Role of the baroreflex in beta 2-sympathomimetic induced tachycardia in male rats.

The aim of the study was to determine whether tachycardia which is associated with the use of beta 2-sympathomimetic tocolytic agents is caused by baroreflex activation or by direct stimulation of cardiac beta-adrenoceptors. In conscious male rats, tachycardiac responses following intravenous injection of hexoprenaline, ritodrine and fenoterol were compared following (i) bilateral sinoaortic denervation (SAD) or (ii) sham-operation, and (iii) ganglionic-blockade using hexamethonium.

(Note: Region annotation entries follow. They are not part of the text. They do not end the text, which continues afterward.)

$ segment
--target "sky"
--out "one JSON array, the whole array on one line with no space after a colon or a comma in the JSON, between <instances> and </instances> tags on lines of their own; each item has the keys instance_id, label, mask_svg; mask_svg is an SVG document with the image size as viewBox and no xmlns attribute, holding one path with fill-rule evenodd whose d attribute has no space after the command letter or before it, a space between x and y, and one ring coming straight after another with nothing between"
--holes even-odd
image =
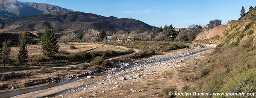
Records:
<instances>
[{"instance_id":1,"label":"sky","mask_svg":"<svg viewBox=\"0 0 256 98\"><path fill-rule=\"evenodd\" d=\"M240 17L242 6L247 12L255 0L19 0L49 3L102 16L133 18L157 27L172 24L175 28L191 24L203 26L211 20L223 24ZM253 4L255 4L253 5Z\"/></svg>"}]
</instances>

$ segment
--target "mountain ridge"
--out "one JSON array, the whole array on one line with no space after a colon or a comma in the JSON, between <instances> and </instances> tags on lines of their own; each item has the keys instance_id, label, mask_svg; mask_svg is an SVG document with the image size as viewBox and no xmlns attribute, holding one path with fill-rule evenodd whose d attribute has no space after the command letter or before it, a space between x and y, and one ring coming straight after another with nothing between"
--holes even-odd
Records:
<instances>
[{"instance_id":1,"label":"mountain ridge","mask_svg":"<svg viewBox=\"0 0 256 98\"><path fill-rule=\"evenodd\" d=\"M150 31L152 28L158 28L133 19L106 17L80 12L53 12L9 21L3 26L2 31L5 32L36 31L47 29L62 32L89 29L130 32L141 29Z\"/></svg>"},{"instance_id":2,"label":"mountain ridge","mask_svg":"<svg viewBox=\"0 0 256 98\"><path fill-rule=\"evenodd\" d=\"M0 17L8 20L46 13L53 11L74 12L47 3L24 3L14 0L0 0Z\"/></svg>"}]
</instances>

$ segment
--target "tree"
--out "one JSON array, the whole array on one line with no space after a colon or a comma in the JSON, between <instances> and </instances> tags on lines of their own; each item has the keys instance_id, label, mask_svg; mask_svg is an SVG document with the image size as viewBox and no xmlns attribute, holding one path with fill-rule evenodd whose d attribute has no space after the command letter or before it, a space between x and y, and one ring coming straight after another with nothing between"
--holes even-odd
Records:
<instances>
[{"instance_id":1,"label":"tree","mask_svg":"<svg viewBox=\"0 0 256 98\"><path fill-rule=\"evenodd\" d=\"M192 29L195 29L197 28L197 25L191 24L189 25L188 27L188 28Z\"/></svg>"},{"instance_id":2,"label":"tree","mask_svg":"<svg viewBox=\"0 0 256 98\"><path fill-rule=\"evenodd\" d=\"M10 40L5 40L4 42L2 43L3 47L2 48L2 52L1 54L1 63L3 64L3 67L10 61L10 53L11 53L11 49L10 49Z\"/></svg>"},{"instance_id":3,"label":"tree","mask_svg":"<svg viewBox=\"0 0 256 98\"><path fill-rule=\"evenodd\" d=\"M221 20L215 20L209 22L209 24L206 25L206 26L209 27L214 27L221 25L222 21Z\"/></svg>"},{"instance_id":4,"label":"tree","mask_svg":"<svg viewBox=\"0 0 256 98\"><path fill-rule=\"evenodd\" d=\"M175 29L172 27L172 25L171 25L170 26L165 25L163 29L163 32L168 37L170 38L172 37L173 38L175 34Z\"/></svg>"},{"instance_id":5,"label":"tree","mask_svg":"<svg viewBox=\"0 0 256 98\"><path fill-rule=\"evenodd\" d=\"M196 28L202 29L202 26L201 26L201 25L198 26L197 25L197 25L196 26Z\"/></svg>"},{"instance_id":6,"label":"tree","mask_svg":"<svg viewBox=\"0 0 256 98\"><path fill-rule=\"evenodd\" d=\"M20 35L19 40L20 41L20 50L18 55L18 61L21 65L23 65L27 62L26 59L28 57L26 32L23 32L21 35Z\"/></svg>"},{"instance_id":7,"label":"tree","mask_svg":"<svg viewBox=\"0 0 256 98\"><path fill-rule=\"evenodd\" d=\"M168 28L168 29L173 29L174 27L172 27L172 24L171 24L171 25L170 25L170 26L169 26L169 28Z\"/></svg>"},{"instance_id":8,"label":"tree","mask_svg":"<svg viewBox=\"0 0 256 98\"><path fill-rule=\"evenodd\" d=\"M155 35L156 35L156 32L155 32L155 29L154 29L154 28L152 28L152 29L151 29L151 32L150 32L150 35L151 35L151 37L153 37Z\"/></svg>"},{"instance_id":9,"label":"tree","mask_svg":"<svg viewBox=\"0 0 256 98\"><path fill-rule=\"evenodd\" d=\"M250 12L253 9L253 6L250 6L250 8L249 8L249 12Z\"/></svg>"},{"instance_id":10,"label":"tree","mask_svg":"<svg viewBox=\"0 0 256 98\"><path fill-rule=\"evenodd\" d=\"M241 11L240 12L241 12L241 14L240 14L240 16L241 17L244 17L245 14L245 9L244 9L244 6L242 6Z\"/></svg>"},{"instance_id":11,"label":"tree","mask_svg":"<svg viewBox=\"0 0 256 98\"><path fill-rule=\"evenodd\" d=\"M46 29L41 37L42 52L48 58L53 58L59 48L57 38L54 37L55 34L52 30Z\"/></svg>"},{"instance_id":12,"label":"tree","mask_svg":"<svg viewBox=\"0 0 256 98\"><path fill-rule=\"evenodd\" d=\"M135 33L136 33L136 34L139 34L139 33L144 33L144 31L143 31L143 30L140 29L138 29L135 32Z\"/></svg>"},{"instance_id":13,"label":"tree","mask_svg":"<svg viewBox=\"0 0 256 98\"><path fill-rule=\"evenodd\" d=\"M107 34L105 30L101 30L100 31L100 33L98 35L98 37L100 37L102 40L103 40L106 39L106 37L107 37Z\"/></svg>"},{"instance_id":14,"label":"tree","mask_svg":"<svg viewBox=\"0 0 256 98\"><path fill-rule=\"evenodd\" d=\"M159 33L161 32L163 32L163 28L162 28L162 26L161 26L161 27L160 27Z\"/></svg>"}]
</instances>

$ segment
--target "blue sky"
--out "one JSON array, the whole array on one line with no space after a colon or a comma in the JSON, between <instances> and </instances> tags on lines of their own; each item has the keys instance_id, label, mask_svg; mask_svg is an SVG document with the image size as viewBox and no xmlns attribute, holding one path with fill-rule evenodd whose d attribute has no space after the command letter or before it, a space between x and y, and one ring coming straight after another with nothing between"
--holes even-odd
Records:
<instances>
[{"instance_id":1,"label":"blue sky","mask_svg":"<svg viewBox=\"0 0 256 98\"><path fill-rule=\"evenodd\" d=\"M237 20L244 6L248 11L255 0L20 0L44 3L76 11L104 16L133 18L158 27L165 24L186 28L192 24L204 26L214 19ZM253 4L255 4L253 5Z\"/></svg>"}]
</instances>

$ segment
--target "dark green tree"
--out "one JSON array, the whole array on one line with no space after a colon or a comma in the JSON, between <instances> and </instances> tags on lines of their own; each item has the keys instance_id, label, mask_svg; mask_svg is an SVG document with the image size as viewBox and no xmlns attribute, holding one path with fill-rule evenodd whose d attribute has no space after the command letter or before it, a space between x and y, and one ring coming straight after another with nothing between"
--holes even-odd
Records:
<instances>
[{"instance_id":1,"label":"dark green tree","mask_svg":"<svg viewBox=\"0 0 256 98\"><path fill-rule=\"evenodd\" d=\"M170 26L165 25L163 29L163 32L166 36L169 38L173 38L175 35L175 29L172 27L172 25L171 24Z\"/></svg>"},{"instance_id":2,"label":"dark green tree","mask_svg":"<svg viewBox=\"0 0 256 98\"><path fill-rule=\"evenodd\" d=\"M244 9L244 6L242 6L241 11L240 12L241 12L241 14L240 14L240 16L241 17L244 17L245 14L245 9Z\"/></svg>"},{"instance_id":3,"label":"dark green tree","mask_svg":"<svg viewBox=\"0 0 256 98\"><path fill-rule=\"evenodd\" d=\"M144 31L143 31L143 30L139 29L138 29L137 30L136 30L136 31L135 31L135 33L136 34L139 34L139 33L144 33Z\"/></svg>"},{"instance_id":4,"label":"dark green tree","mask_svg":"<svg viewBox=\"0 0 256 98\"><path fill-rule=\"evenodd\" d=\"M161 26L161 27L160 27L159 33L161 32L163 32L163 28L162 28L162 26Z\"/></svg>"},{"instance_id":5,"label":"dark green tree","mask_svg":"<svg viewBox=\"0 0 256 98\"><path fill-rule=\"evenodd\" d=\"M48 58L53 58L59 48L57 38L54 37L55 34L52 30L46 29L41 37L42 52Z\"/></svg>"},{"instance_id":6,"label":"dark green tree","mask_svg":"<svg viewBox=\"0 0 256 98\"><path fill-rule=\"evenodd\" d=\"M98 35L98 37L100 37L101 40L103 40L104 39L106 39L107 37L107 34L104 30L101 30L100 31L100 33Z\"/></svg>"},{"instance_id":7,"label":"dark green tree","mask_svg":"<svg viewBox=\"0 0 256 98\"><path fill-rule=\"evenodd\" d=\"M253 9L253 6L250 6L250 8L249 8L249 12L250 12Z\"/></svg>"},{"instance_id":8,"label":"dark green tree","mask_svg":"<svg viewBox=\"0 0 256 98\"><path fill-rule=\"evenodd\" d=\"M169 26L169 28L168 28L168 29L173 29L174 27L172 27L172 24L171 24L171 25L170 25L170 26Z\"/></svg>"},{"instance_id":9,"label":"dark green tree","mask_svg":"<svg viewBox=\"0 0 256 98\"><path fill-rule=\"evenodd\" d=\"M151 37L153 37L154 36L156 35L156 32L155 31L155 29L154 29L154 28L152 28L151 29Z\"/></svg>"},{"instance_id":10,"label":"dark green tree","mask_svg":"<svg viewBox=\"0 0 256 98\"><path fill-rule=\"evenodd\" d=\"M10 43L11 41L9 40L5 40L3 43L3 47L2 48L2 52L1 54L1 59L0 61L1 63L3 64L3 67L8 63L10 61L10 53L11 53L11 49L10 49Z\"/></svg>"},{"instance_id":11,"label":"dark green tree","mask_svg":"<svg viewBox=\"0 0 256 98\"><path fill-rule=\"evenodd\" d=\"M23 32L21 35L19 36L20 41L20 50L18 55L18 61L21 65L25 64L27 62L28 57L28 51L26 48L26 33Z\"/></svg>"}]
</instances>

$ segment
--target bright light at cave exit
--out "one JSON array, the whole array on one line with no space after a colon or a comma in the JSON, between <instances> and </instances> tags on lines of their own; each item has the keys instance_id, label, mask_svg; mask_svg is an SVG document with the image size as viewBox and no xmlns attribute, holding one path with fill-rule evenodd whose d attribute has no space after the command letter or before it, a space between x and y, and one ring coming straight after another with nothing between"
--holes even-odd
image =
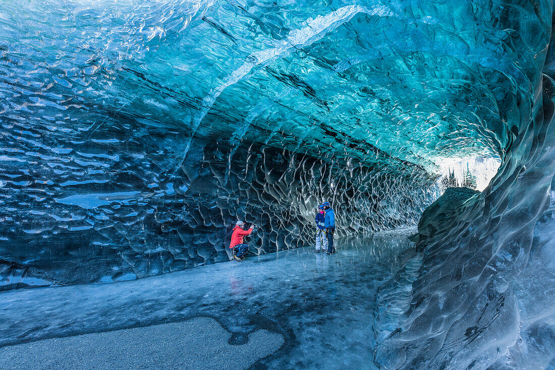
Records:
<instances>
[{"instance_id":1,"label":"bright light at cave exit","mask_svg":"<svg viewBox=\"0 0 555 370\"><path fill-rule=\"evenodd\" d=\"M444 178L454 177L457 186L465 186L465 179L475 178L476 189L482 192L497 173L501 163L498 158L474 158L461 160L449 159L437 163L440 167L440 176L437 183L441 184ZM442 189L442 193L445 189Z\"/></svg>"}]
</instances>

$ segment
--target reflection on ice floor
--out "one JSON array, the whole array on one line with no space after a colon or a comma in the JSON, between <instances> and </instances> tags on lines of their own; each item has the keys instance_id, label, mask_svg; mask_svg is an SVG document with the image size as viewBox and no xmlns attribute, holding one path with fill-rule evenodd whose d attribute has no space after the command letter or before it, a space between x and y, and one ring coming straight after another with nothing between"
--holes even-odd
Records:
<instances>
[{"instance_id":1,"label":"reflection on ice floor","mask_svg":"<svg viewBox=\"0 0 555 370\"><path fill-rule=\"evenodd\" d=\"M249 359L249 366L371 368L376 289L411 244L380 234L339 239L337 245L332 256L299 248L138 281L3 292L0 345L144 327L144 341L156 348L172 333L153 338L150 326L203 316L231 333L230 344L244 344L260 329L282 337L279 349ZM208 335L203 331L191 334ZM4 347L0 354L18 351ZM27 352L22 348L18 356ZM164 364L170 364L157 366Z\"/></svg>"}]
</instances>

Dose-ranges were chosen to result in similar reductions in diastolic blood pressure (DAP). Furthermore, following ganglionic blockade, the relative contribution of beta 1-adrenoceptor stimulation was assessed using the selective beta 2-receptor antagonist ICI 118,551. In intact rats, increases in HR induced by all beta-adrenoceptor agonist were comparable. In SAD and ganglion-blocked rats, DAP fell more pronounced at even lower doses. The corresponding increases in HR were approximately 3 times smaller than in intact rats but not different between agents. During ganglionic blockade ICI 118,551 significantly inhibited HR responses to fenoterol and hexoprenaline but not ritodrine. The conclusion is that in intact male rats, baroreflex activation is the major determinant of tachycardia following injection of ritodrine, fenoterol or hexoprenaline. Increasing the beta 2-selectivity of these drugs will not limit the tachycardic effects.